Support Youth And Student Organizers Today

As recent midterm election turnout clarifies, youth organizers are defending our democracy — and we need to support them. The Andrew Goodman Foundation (AGF) invests directly in young organizers and their capacity to organize, educate, and mobilize young voters as well as their ability to expand voting rights and voter accessibility.

Check out the instructions below for actions to take and how to donate to support youth organizing today.


Our Organizing Strategy Strengthens Youth Movements

Just as youth and student organizers within the Andrew Goodman Network employ organizing strategies to mobilize voters and create change in their communities, we can too! Join us today!

 

 

Our Organizer’s Plan Of Action
1. Set Up a Chat and Get Organizing

Schedule a conversation with us so we can support you and your organizing! Reach out to Hope Mathis, AGF’s Development Manager, at hope.mathis@andrewgoodman.org

Organizing with others is a meaningful experience, and bringing ways to uphold our democracy and support young people to your network can be a welcome gift. Invite your contacts to donate, follow AGF on social media, and subscribe to our email lists. Doing this via a personal call, email, or text works best.
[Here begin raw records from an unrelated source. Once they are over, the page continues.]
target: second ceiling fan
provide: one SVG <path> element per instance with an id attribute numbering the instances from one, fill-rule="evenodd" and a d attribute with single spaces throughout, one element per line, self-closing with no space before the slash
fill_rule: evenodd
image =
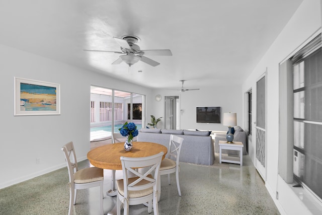
<path id="1" fill-rule="evenodd" d="M 179 82 L 181 82 L 182 83 L 182 86 L 181 87 L 181 89 L 175 89 L 173 90 L 179 90 L 179 91 L 181 92 L 186 92 L 186 91 L 188 91 L 189 90 L 199 90 L 200 89 L 197 88 L 197 89 L 186 89 L 185 88 L 183 87 L 183 84 L 185 83 L 185 82 L 186 80 L 180 80 Z"/>
<path id="2" fill-rule="evenodd" d="M 113 37 L 113 38 L 121 46 L 121 51 L 89 49 L 84 49 L 84 51 L 125 54 L 120 55 L 119 58 L 112 63 L 112 64 L 119 64 L 124 61 L 130 66 L 137 62 L 139 60 L 141 60 L 152 66 L 155 66 L 160 64 L 160 63 L 146 57 L 143 56 L 143 55 L 159 56 L 172 55 L 172 53 L 170 49 L 141 50 L 140 47 L 135 44 L 141 40 L 140 39 L 136 36 L 125 35 L 121 37 L 121 38 L 115 37 Z"/>

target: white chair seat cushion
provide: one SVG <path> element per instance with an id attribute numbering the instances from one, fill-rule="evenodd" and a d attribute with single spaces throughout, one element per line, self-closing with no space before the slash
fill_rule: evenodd
<path id="1" fill-rule="evenodd" d="M 83 169 L 74 174 L 74 183 L 76 184 L 84 184 L 102 180 L 103 180 L 103 170 L 97 167 Z"/>
<path id="2" fill-rule="evenodd" d="M 165 158 L 161 162 L 160 171 L 174 168 L 176 166 L 176 164 L 175 161 L 169 158 Z"/>
<path id="3" fill-rule="evenodd" d="M 148 175 L 147 177 L 153 178 L 153 177 L 151 175 Z M 129 178 L 129 184 L 133 182 L 136 179 L 139 178 L 138 177 L 135 177 L 134 178 Z M 150 181 L 146 181 L 146 180 L 142 180 L 140 181 L 139 183 L 136 184 L 135 186 L 139 186 L 142 185 L 143 184 L 149 184 L 151 183 Z M 117 185 L 117 190 L 119 193 L 122 196 L 124 196 L 124 184 L 123 181 L 123 179 L 119 179 L 116 181 L 116 184 Z M 129 190 L 129 198 L 138 198 L 139 197 L 145 196 L 148 194 L 153 193 L 153 188 L 152 187 L 149 188 L 145 189 L 139 191 L 134 191 L 134 190 Z"/>

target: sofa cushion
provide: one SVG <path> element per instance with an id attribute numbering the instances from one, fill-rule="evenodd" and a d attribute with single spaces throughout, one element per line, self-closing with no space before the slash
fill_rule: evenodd
<path id="1" fill-rule="evenodd" d="M 161 129 L 158 128 L 141 128 L 141 132 L 145 133 L 161 133 Z"/>
<path id="2" fill-rule="evenodd" d="M 172 129 L 162 129 L 161 133 L 170 133 L 170 134 L 183 134 L 183 130 L 176 130 Z"/>
<path id="3" fill-rule="evenodd" d="M 193 135 L 195 136 L 209 136 L 209 133 L 208 131 L 202 131 L 200 130 L 183 130 L 183 134 L 184 135 Z"/>

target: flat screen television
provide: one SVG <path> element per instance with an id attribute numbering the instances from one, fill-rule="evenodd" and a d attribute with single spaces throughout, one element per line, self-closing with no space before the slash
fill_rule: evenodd
<path id="1" fill-rule="evenodd" d="M 220 123 L 221 107 L 197 107 L 197 123 Z"/>

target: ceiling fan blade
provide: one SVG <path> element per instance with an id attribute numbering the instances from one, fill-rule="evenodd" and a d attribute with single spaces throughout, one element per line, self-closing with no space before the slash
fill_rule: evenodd
<path id="1" fill-rule="evenodd" d="M 126 40 L 115 37 L 113 37 L 113 38 L 114 38 L 116 42 L 117 42 L 122 48 L 132 50 L 131 46 L 130 46 L 130 45 L 129 45 Z"/>
<path id="2" fill-rule="evenodd" d="M 141 50 L 147 55 L 172 56 L 172 52 L 170 49 L 158 50 Z"/>
<path id="3" fill-rule="evenodd" d="M 122 62 L 122 59 L 119 58 L 117 60 L 115 60 L 114 62 L 112 62 L 112 64 L 118 64 Z"/>
<path id="4" fill-rule="evenodd" d="M 139 54 L 136 56 L 138 56 L 141 58 L 141 59 L 140 60 L 141 60 L 141 61 L 143 61 L 145 63 L 147 63 L 149 65 L 151 65 L 152 66 L 155 66 L 160 64 L 160 63 L 159 62 L 155 61 L 153 60 L 148 58 L 146 57 L 144 57 L 144 56 L 141 55 L 140 54 Z"/>
<path id="5" fill-rule="evenodd" d="M 186 91 L 188 91 L 188 90 L 199 90 L 200 89 L 185 89 L 185 90 Z"/>
<path id="6" fill-rule="evenodd" d="M 83 49 L 83 51 L 99 51 L 101 52 L 113 52 L 116 54 L 123 54 L 123 52 L 120 51 L 105 51 L 103 50 L 89 50 L 89 49 Z"/>

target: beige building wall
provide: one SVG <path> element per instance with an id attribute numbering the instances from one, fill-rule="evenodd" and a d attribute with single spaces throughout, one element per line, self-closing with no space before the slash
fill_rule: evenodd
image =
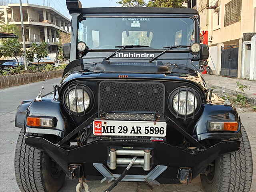
<path id="1" fill-rule="evenodd" d="M 225 5 L 231 0 L 221 0 L 220 7 L 220 26 L 212 29 L 212 45 L 223 42 L 224 45 L 238 44 L 239 39 L 244 33 L 254 32 L 255 21 L 255 8 L 253 4 L 255 0 L 242 0 L 241 21 L 224 26 Z M 216 20 L 213 19 L 214 23 Z"/>
<path id="2" fill-rule="evenodd" d="M 32 22 L 40 22 L 39 14 L 38 12 L 30 8 L 28 8 L 28 14 L 29 21 Z"/>
<path id="3" fill-rule="evenodd" d="M 198 11 L 201 20 L 200 24 L 202 31 L 208 31 L 209 25 L 209 9 L 208 1 L 199 0 L 198 2 Z"/>

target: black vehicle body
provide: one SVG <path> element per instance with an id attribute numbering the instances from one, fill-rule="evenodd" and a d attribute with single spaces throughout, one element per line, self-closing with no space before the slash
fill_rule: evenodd
<path id="1" fill-rule="evenodd" d="M 70 169 L 72 165 L 80 165 L 88 180 L 103 178 L 94 164 L 102 164 L 107 166 L 110 161 L 110 150 L 112 148 L 150 149 L 152 157 L 150 170 L 158 165 L 167 167 L 156 180 L 161 183 L 171 184 L 182 181 L 180 173 L 182 168 L 192 170 L 190 180 L 205 172 L 208 165 L 221 155 L 239 149 L 239 138 L 241 134 L 239 116 L 233 106 L 226 103 L 217 95 L 212 94 L 211 99 L 209 99 L 209 95 L 212 95 L 212 93 L 207 89 L 202 77 L 196 70 L 199 69 L 201 62 L 200 54 L 193 54 L 188 50 L 170 51 L 156 60 L 154 67 L 150 68 L 149 64 L 150 66 L 145 67 L 148 67 L 148 68 L 141 70 L 140 63 L 148 62 L 148 58 L 114 57 L 110 59 L 109 64 L 102 64 L 102 60 L 115 51 L 112 49 L 97 50 L 89 48 L 86 56 L 82 58 L 78 57 L 76 37 L 77 23 L 81 17 L 85 15 L 89 17 L 187 17 L 196 24 L 198 13 L 196 10 L 190 9 L 115 8 L 70 9 L 70 11 L 72 17 L 72 32 L 74 33 L 72 35 L 70 47 L 71 62 L 65 69 L 63 79 L 58 86 L 57 95 L 55 96 L 51 93 L 43 97 L 42 101 L 24 101 L 17 109 L 16 126 L 24 128 L 27 145 L 45 152 L 71 177 Z M 195 24 L 195 41 L 199 43 L 199 27 Z M 122 51 L 124 53 L 158 54 L 162 51 L 138 48 L 132 50 L 126 49 Z M 162 64 L 159 64 L 160 67 L 157 66 L 157 62 L 167 62 L 187 67 L 189 65 L 189 67 L 180 69 L 170 66 L 170 68 L 167 70 L 171 71 L 161 71 Z M 127 67 L 122 68 L 122 71 L 110 72 L 111 68 L 109 66 L 114 62 L 134 62 L 136 63 L 133 67 L 136 69 L 133 70 L 130 67 Z M 94 63 L 92 65 L 86 64 L 92 62 Z M 97 66 L 98 68 L 95 69 Z M 193 66 L 194 68 L 192 67 Z M 108 68 L 108 67 L 110 68 Z M 150 73 L 147 72 L 148 70 L 156 71 Z M 107 94 L 103 93 L 105 90 L 101 88 L 108 83 L 112 84 L 113 86 L 116 84 L 122 84 L 122 86 L 124 88 L 138 86 L 144 92 L 143 94 L 140 95 L 140 93 L 130 90 L 130 91 L 122 94 L 122 98 L 133 98 L 137 94 L 136 96 L 140 103 L 145 103 L 148 106 L 151 106 L 149 103 L 151 101 L 144 99 L 153 96 L 150 96 L 152 93 L 147 91 L 148 87 L 146 86 L 157 85 L 164 88 L 162 95 L 154 98 L 156 104 L 158 105 L 153 106 L 154 103 L 151 105 L 152 108 L 157 107 L 160 109 L 155 114 L 158 116 L 158 119 L 154 120 L 164 121 L 167 124 L 167 135 L 162 141 L 153 142 L 146 137 L 134 138 L 125 135 L 121 138 L 115 136 L 97 137 L 92 134 L 86 143 L 79 146 L 70 145 L 70 142 L 76 140 L 79 131 L 91 126 L 94 120 L 107 120 L 104 115 L 110 112 L 104 111 L 104 109 L 108 107 L 104 104 L 112 105 L 111 107 L 116 107 L 116 111 L 120 110 L 118 103 L 121 101 L 120 99 L 114 98 L 114 96 L 112 98 L 110 95 L 108 95 L 109 100 L 101 100 L 104 94 Z M 67 92 L 69 91 L 69 88 L 72 89 L 74 86 L 76 88 L 80 85 L 92 93 L 90 110 L 84 113 L 70 112 L 68 106 L 64 103 L 65 96 Z M 142 88 L 143 86 L 146 86 L 144 90 Z M 200 106 L 192 115 L 176 115 L 170 109 L 168 98 L 172 96 L 172 93 L 175 90 L 180 87 L 191 89 L 192 90 L 191 91 L 198 95 Z M 180 91 L 178 89 L 178 90 Z M 159 106 L 162 104 L 163 105 Z M 105 109 L 103 108 L 104 107 Z M 145 112 L 142 111 L 138 110 L 133 112 Z M 148 111 L 147 112 L 150 112 L 150 110 Z M 129 113 L 130 111 L 122 112 Z M 32 116 L 53 117 L 55 124 L 52 128 L 28 126 L 26 124 L 26 118 Z M 209 124 L 213 122 L 237 122 L 238 128 L 235 132 L 211 132 L 209 129 Z M 114 174 L 120 174 L 124 168 L 122 166 L 118 166 L 111 171 Z M 148 172 L 136 166 L 132 167 L 129 171 L 131 175 L 146 175 Z"/>

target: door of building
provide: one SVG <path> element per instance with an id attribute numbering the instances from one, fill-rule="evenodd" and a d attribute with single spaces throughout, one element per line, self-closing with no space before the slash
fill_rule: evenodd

Your contacts can donate to AGF in a variety of ways, including online (one time or monthly), by check, in someone’s honor, via a will or trust, with a stock transfer, through a donor-advised fund, or via a bank transfer or transfer of securities.

2. Follow Us, Subscribe, and Share

Follow The Andrew Goodman Foundation on Facebook, Instagram, LinkedIn, TikTok, Twitter, and YouTube!
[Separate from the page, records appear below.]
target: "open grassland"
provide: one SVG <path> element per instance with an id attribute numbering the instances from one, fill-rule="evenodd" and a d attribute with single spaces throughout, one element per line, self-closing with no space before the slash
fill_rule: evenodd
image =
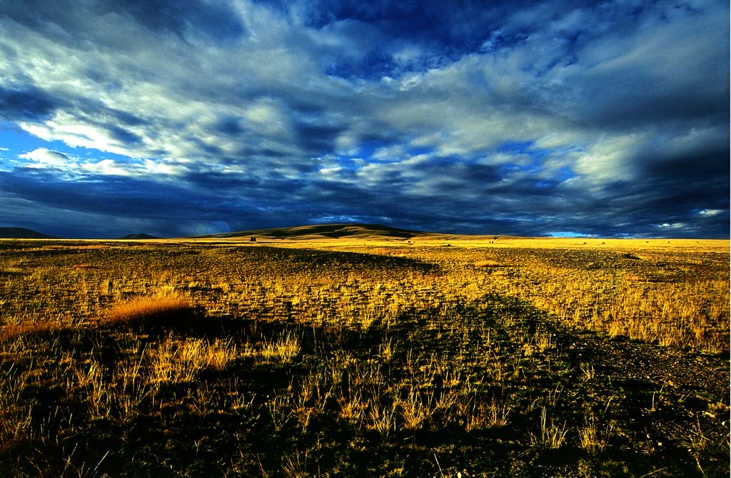
<path id="1" fill-rule="evenodd" d="M 728 247 L 2 241 L 0 476 L 726 477 Z"/>

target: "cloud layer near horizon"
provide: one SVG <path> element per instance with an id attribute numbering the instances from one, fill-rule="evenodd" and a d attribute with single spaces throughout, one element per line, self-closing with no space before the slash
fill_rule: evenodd
<path id="1" fill-rule="evenodd" d="M 0 225 L 727 237 L 728 5 L 645 4 L 6 1 Z"/>

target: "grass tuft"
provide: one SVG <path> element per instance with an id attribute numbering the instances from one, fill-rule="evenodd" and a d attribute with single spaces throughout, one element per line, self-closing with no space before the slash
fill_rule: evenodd
<path id="1" fill-rule="evenodd" d="M 113 306 L 101 321 L 108 325 L 175 324 L 195 311 L 191 300 L 179 295 L 136 297 Z M 150 323 L 152 322 L 153 323 Z"/>

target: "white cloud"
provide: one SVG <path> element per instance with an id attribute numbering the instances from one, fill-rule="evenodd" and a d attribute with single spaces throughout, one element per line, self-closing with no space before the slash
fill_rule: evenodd
<path id="1" fill-rule="evenodd" d="M 37 166 L 39 167 L 48 166 L 63 167 L 75 164 L 74 162 L 69 159 L 69 156 L 63 153 L 53 151 L 45 148 L 34 149 L 29 153 L 18 155 L 18 157 L 34 161 L 37 163 Z"/>

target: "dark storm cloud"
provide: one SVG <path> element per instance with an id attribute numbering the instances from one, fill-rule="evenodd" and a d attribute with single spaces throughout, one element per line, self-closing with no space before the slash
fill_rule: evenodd
<path id="1" fill-rule="evenodd" d="M 0 118 L 9 121 L 40 121 L 48 118 L 61 102 L 31 86 L 7 88 L 0 86 Z"/>
<path id="2" fill-rule="evenodd" d="M 83 7 L 88 10 L 85 11 Z M 58 37 L 57 26 L 67 32 L 84 31 L 95 15 L 114 12 L 132 18 L 154 32 L 185 38 L 189 32 L 219 40 L 235 39 L 244 34 L 226 2 L 204 0 L 100 0 L 80 4 L 75 0 L 26 1 L 4 0 L 0 15 L 44 34 Z"/>
<path id="3" fill-rule="evenodd" d="M 167 218 L 168 235 L 340 218 L 726 237 L 728 17 L 705 0 L 9 0 L 0 116 L 69 148 L 8 156 L 0 207 Z"/>

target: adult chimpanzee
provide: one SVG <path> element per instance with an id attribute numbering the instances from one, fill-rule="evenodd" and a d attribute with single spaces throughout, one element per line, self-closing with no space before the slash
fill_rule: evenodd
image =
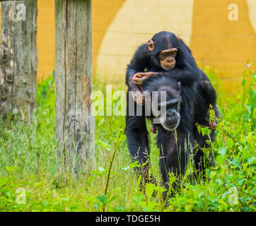
<path id="1" fill-rule="evenodd" d="M 189 134 L 192 134 L 192 143 L 194 138 L 199 146 L 206 146 L 206 138 L 198 133 L 194 125 L 198 123 L 204 126 L 214 126 L 209 124 L 209 109 L 211 105 L 218 116 L 216 92 L 208 77 L 197 67 L 188 47 L 181 39 L 169 32 L 156 34 L 147 43 L 139 47 L 127 67 L 126 83 L 128 85 L 128 91 L 139 91 L 134 100 L 143 105 L 144 100 L 140 93 L 145 88 L 145 81 L 146 82 L 149 77 L 156 78 L 161 76 L 170 77 L 173 81 L 181 83 L 181 125 L 186 122 Z M 127 100 L 128 97 L 129 93 Z M 146 162 L 149 148 L 147 131 L 144 126 L 145 117 L 129 116 L 127 112 L 126 124 L 128 148 L 132 156 L 137 155 L 136 160 L 141 164 Z M 161 145 L 167 145 L 168 141 L 165 136 L 161 139 L 161 136 L 160 135 L 158 139 L 162 141 Z M 214 131 L 211 133 L 211 138 L 212 141 L 214 140 Z M 200 166 L 203 170 L 205 167 L 202 162 L 202 156 L 203 153 L 199 150 L 195 160 L 197 169 L 199 169 Z"/>
<path id="2" fill-rule="evenodd" d="M 156 103 L 155 102 L 154 105 L 152 97 L 153 91 L 157 91 Z M 161 97 L 161 92 L 163 91 L 165 93 L 164 100 Z M 168 172 L 173 172 L 177 177 L 182 175 L 190 157 L 199 159 L 199 153 L 194 153 L 193 150 L 194 128 L 192 122 L 193 109 L 191 108 L 190 103 L 183 102 L 182 100 L 180 82 L 178 82 L 171 76 L 162 75 L 149 78 L 144 83 L 144 94 L 146 92 L 149 93 L 149 95 L 146 95 L 145 106 L 135 105 L 136 107 L 142 108 L 143 115 L 129 116 L 127 118 L 129 123 L 127 124 L 126 131 L 129 148 L 132 155 L 136 157 L 136 159 L 141 164 L 148 163 L 149 147 L 145 108 L 150 106 L 151 114 L 148 117 L 151 120 L 158 119 L 160 123 L 157 136 L 157 144 L 160 150 L 159 165 L 163 182 L 166 189 L 168 189 Z M 130 95 L 132 94 L 129 93 L 128 95 Z M 149 96 L 150 98 L 146 97 Z M 134 102 L 131 97 L 129 100 L 129 105 L 134 105 Z M 163 112 L 161 111 L 161 107 L 165 107 Z M 136 109 L 135 109 L 135 112 L 136 112 Z M 133 120 L 134 121 L 132 121 Z M 136 126 L 133 122 L 136 122 Z M 139 149 L 142 149 L 138 150 L 138 147 L 139 147 Z M 144 169 L 145 177 L 148 176 L 147 166 L 148 165 L 146 164 Z"/>

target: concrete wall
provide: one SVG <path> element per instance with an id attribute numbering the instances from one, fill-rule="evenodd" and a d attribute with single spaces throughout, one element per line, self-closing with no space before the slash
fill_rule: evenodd
<path id="1" fill-rule="evenodd" d="M 43 79 L 54 69 L 54 0 L 37 2 L 38 79 Z M 238 20 L 228 18 L 231 4 L 238 6 Z M 255 0 L 93 0 L 92 4 L 93 73 L 101 82 L 124 84 L 136 47 L 161 30 L 178 34 L 197 61 L 218 70 L 231 92 L 240 84 L 245 60 L 255 63 Z"/>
Subscribe to our email list for company newsletters, voting rights roundups, and other pertinent updates about our advocacy, events, and programming.  
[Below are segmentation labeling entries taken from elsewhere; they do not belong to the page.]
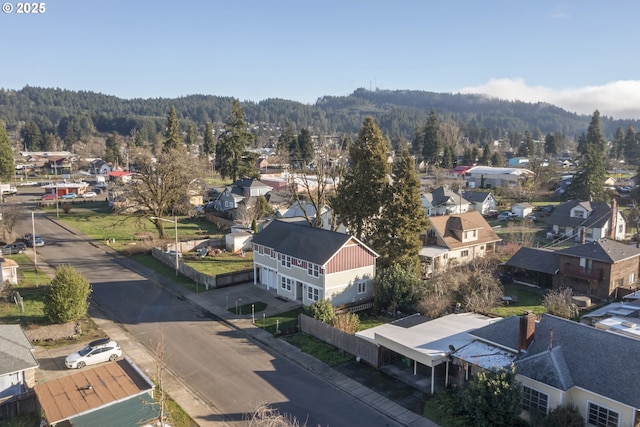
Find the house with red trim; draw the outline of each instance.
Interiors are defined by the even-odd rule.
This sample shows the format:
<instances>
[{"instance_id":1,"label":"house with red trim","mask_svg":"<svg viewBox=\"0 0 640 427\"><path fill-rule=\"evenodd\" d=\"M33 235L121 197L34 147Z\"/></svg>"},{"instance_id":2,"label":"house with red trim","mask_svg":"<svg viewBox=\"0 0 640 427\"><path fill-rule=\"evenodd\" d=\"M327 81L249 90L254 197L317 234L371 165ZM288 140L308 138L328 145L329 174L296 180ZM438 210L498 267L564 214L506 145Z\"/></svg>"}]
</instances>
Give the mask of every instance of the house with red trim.
<instances>
[{"instance_id":1,"label":"house with red trim","mask_svg":"<svg viewBox=\"0 0 640 427\"><path fill-rule=\"evenodd\" d=\"M376 254L348 234L274 220L253 236L254 284L303 305L373 300Z\"/></svg>"}]
</instances>

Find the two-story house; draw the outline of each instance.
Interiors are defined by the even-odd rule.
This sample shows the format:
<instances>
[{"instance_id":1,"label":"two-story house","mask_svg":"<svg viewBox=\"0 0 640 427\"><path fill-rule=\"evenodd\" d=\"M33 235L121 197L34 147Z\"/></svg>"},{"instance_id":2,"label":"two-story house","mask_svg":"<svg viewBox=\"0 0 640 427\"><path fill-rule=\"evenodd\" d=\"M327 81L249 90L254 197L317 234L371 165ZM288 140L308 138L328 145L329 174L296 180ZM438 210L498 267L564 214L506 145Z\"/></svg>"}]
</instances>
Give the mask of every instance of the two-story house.
<instances>
[{"instance_id":1,"label":"two-story house","mask_svg":"<svg viewBox=\"0 0 640 427\"><path fill-rule=\"evenodd\" d=\"M438 187L420 195L427 216L453 215L467 212L470 203L448 187Z\"/></svg>"},{"instance_id":2,"label":"two-story house","mask_svg":"<svg viewBox=\"0 0 640 427\"><path fill-rule=\"evenodd\" d=\"M640 370L629 364L640 340L549 314L537 321L531 313L469 334L476 340L450 354L450 375L468 378L514 363L526 414L571 404L588 426L640 425Z\"/></svg>"},{"instance_id":3,"label":"two-story house","mask_svg":"<svg viewBox=\"0 0 640 427\"><path fill-rule=\"evenodd\" d=\"M560 250L523 247L504 268L514 279L537 286L618 299L637 287L640 249L609 239Z\"/></svg>"},{"instance_id":4,"label":"two-story house","mask_svg":"<svg viewBox=\"0 0 640 427\"><path fill-rule=\"evenodd\" d=\"M501 240L480 212L432 216L429 221L420 250L424 277L448 265L466 264L494 253Z\"/></svg>"},{"instance_id":5,"label":"two-story house","mask_svg":"<svg viewBox=\"0 0 640 427\"><path fill-rule=\"evenodd\" d=\"M348 234L272 221L253 236L254 284L287 299L334 306L373 299L377 254Z\"/></svg>"},{"instance_id":6,"label":"two-story house","mask_svg":"<svg viewBox=\"0 0 640 427\"><path fill-rule=\"evenodd\" d=\"M462 197L469 202L471 210L487 215L496 211L496 198L488 191L465 191Z\"/></svg>"},{"instance_id":7,"label":"two-story house","mask_svg":"<svg viewBox=\"0 0 640 427\"><path fill-rule=\"evenodd\" d=\"M626 222L614 200L605 202L570 200L554 209L545 219L549 232L576 242L599 239L624 240Z\"/></svg>"}]
</instances>

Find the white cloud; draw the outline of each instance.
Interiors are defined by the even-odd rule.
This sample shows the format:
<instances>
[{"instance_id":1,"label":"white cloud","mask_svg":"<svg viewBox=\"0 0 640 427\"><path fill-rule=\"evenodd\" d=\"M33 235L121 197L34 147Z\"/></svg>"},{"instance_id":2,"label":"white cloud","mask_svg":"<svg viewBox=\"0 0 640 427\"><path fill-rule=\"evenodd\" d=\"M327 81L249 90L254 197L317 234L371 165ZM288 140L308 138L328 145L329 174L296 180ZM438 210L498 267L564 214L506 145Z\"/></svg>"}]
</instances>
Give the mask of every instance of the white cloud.
<instances>
[{"instance_id":1,"label":"white cloud","mask_svg":"<svg viewBox=\"0 0 640 427\"><path fill-rule=\"evenodd\" d=\"M484 85L465 87L460 93L480 93L510 101L548 102L567 111L615 119L640 119L640 80L619 80L601 86L554 90L528 86L523 79L491 79Z\"/></svg>"}]
</instances>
Share our social media posts or forward our emails with a personal note, making a connection of interest, to contacts in your network. 

3. Familiarize Yourself with Our Talking Points and Resources

Below, we have gathered talking points about The Andrew Goodman Foundation, the Andrew Goodman Vote Everywhere program, the youth voting rights landscape, and more, as well as resources that tell our legacy story and demonstrate our programmatic impact. Use these talking points and resources as you engage your networks about AGF, and check back often for more.

We also encourage you to join any of our upcoming events and briefings where you can not only learn more, but also be in community with fellow AGF supporters.

4. Reach Out for Assistance

Need assistance with your gift or organizing your networks? Contact us! You can reach AGF’s Development team by emailing development@andrewgoodman.org and we’ll get you to the person who can best help. 

Talking Points For Telling Our Story & Describing Our Impact

2022 Midterm Elections Youth Turnout

  • We were confident it would happen, and now it has been confirmed. Youth voters made their voices heard loud and clear in the 2022 Midterm Elections! According to CIRCLE, “27% of youth (ages 18-29) cast a ballot in 2022, making this the midterm election with the second-highest youth voter turnout in almost three decades.” (Source)

Youth Voting Rights Landscape

  • Last year, we witnessed states enact more anti-voter laws than in at least a decade. In 2022, voting rights are still under attack. During the 2022 legislative session to date, seven states have enacted 10 anti-voter laws, and seven states have enacted 12 election interference laws. Worse yet, 21 states have passed a total of 42 anti-voter laws since the beginning of 2021, and many of them are in effect for the 2022 Midterm Elections. (Source)
  • Our work is just as important now as it ever was, especially in historically disenfranchised areas of the country. In a recent report, thirty-two states received a score of Restrictive or Most Restrictive for voting. There is a lot of room for improvement across the nation in making the right to vote truly accessible. (Source)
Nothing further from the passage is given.